Acordo em suavíssima amargura.
A janela do quarto demonstra que a terra não pousou ainda no céu.
Abro os olhos para que os sonhos caiam como vidros ao chão.
O sol não virá hoje.
Sei-o por causa das árvores.
Vou à varanda consultá-las.
São como gente na cinza.
Algumas são incêndios frios.
Por toda a casa, os móveis emitem seus morses.
Os objectos não pesam.
Flutuam na cegueira translúcida.
A lareira apagada como um coração sem portador.
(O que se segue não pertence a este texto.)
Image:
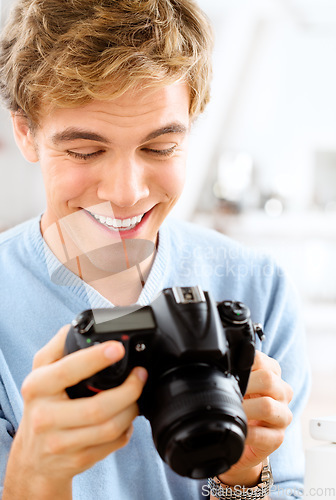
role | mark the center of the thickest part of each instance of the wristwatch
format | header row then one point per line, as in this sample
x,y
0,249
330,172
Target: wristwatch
x,y
224,492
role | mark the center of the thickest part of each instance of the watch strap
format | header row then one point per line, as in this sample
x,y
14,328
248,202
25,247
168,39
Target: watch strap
x,y
224,492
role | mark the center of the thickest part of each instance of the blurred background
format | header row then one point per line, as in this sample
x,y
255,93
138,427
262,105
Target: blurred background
x,y
262,162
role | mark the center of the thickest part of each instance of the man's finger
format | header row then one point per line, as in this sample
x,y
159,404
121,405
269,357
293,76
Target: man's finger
x,y
55,378
262,361
53,350
267,383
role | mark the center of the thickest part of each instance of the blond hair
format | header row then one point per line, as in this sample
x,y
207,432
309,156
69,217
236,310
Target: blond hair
x,y
68,52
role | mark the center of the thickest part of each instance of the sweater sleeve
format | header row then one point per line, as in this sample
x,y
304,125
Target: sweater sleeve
x,y
286,342
7,432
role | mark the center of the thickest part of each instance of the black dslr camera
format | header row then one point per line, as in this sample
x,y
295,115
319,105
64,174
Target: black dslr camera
x,y
198,355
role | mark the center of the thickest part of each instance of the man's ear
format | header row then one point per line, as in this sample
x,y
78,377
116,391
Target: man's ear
x,y
24,137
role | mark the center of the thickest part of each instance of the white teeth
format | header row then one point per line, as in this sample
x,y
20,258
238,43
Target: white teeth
x,y
121,224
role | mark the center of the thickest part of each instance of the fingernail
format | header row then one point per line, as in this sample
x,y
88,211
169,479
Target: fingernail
x,y
113,351
141,373
129,432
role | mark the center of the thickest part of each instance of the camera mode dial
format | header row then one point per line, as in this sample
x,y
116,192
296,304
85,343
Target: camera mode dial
x,y
234,312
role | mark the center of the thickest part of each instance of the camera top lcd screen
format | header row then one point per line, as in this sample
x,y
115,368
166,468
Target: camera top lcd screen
x,y
142,319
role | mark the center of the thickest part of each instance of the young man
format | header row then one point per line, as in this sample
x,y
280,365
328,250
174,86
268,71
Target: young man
x,y
102,94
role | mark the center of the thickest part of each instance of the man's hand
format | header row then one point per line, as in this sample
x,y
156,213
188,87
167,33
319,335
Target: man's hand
x,y
59,437
266,407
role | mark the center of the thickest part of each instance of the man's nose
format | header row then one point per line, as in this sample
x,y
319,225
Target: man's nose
x,y
124,183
Os quadros sem cor nas paredes apagadas.
Os retratos de gente a que pertenci como um cão.
É uma manhã nocturna, mas estou preparado.
O meu corpo fala-me.
Ele diz-me ternas obscenidades, que tornarei versos.
Sou este homem nesta hora.
Na cozinha, a taça diz os frutos.
Café chilreia na cafeteira italiana.
Impressas a contraluz nas cortinas, as árvores fumam gaze.
Sento-me perante a chávena azul.
Olho-a como a um livro.
Olho-a como a um livor.
Entrego-lhe os meus pontos.
Descubro as minhas mãos em torno dela.
São mãos azuis.
Sou este homem nesta rua.
O parque respira como um animal transparente.
A minha gente fantasmática ambula pelas ruas vegetais.
Sei que sou, não que hora é.
Espera: esta visão é cristal líquido.
Geadarei passos frios na revoada de ouro.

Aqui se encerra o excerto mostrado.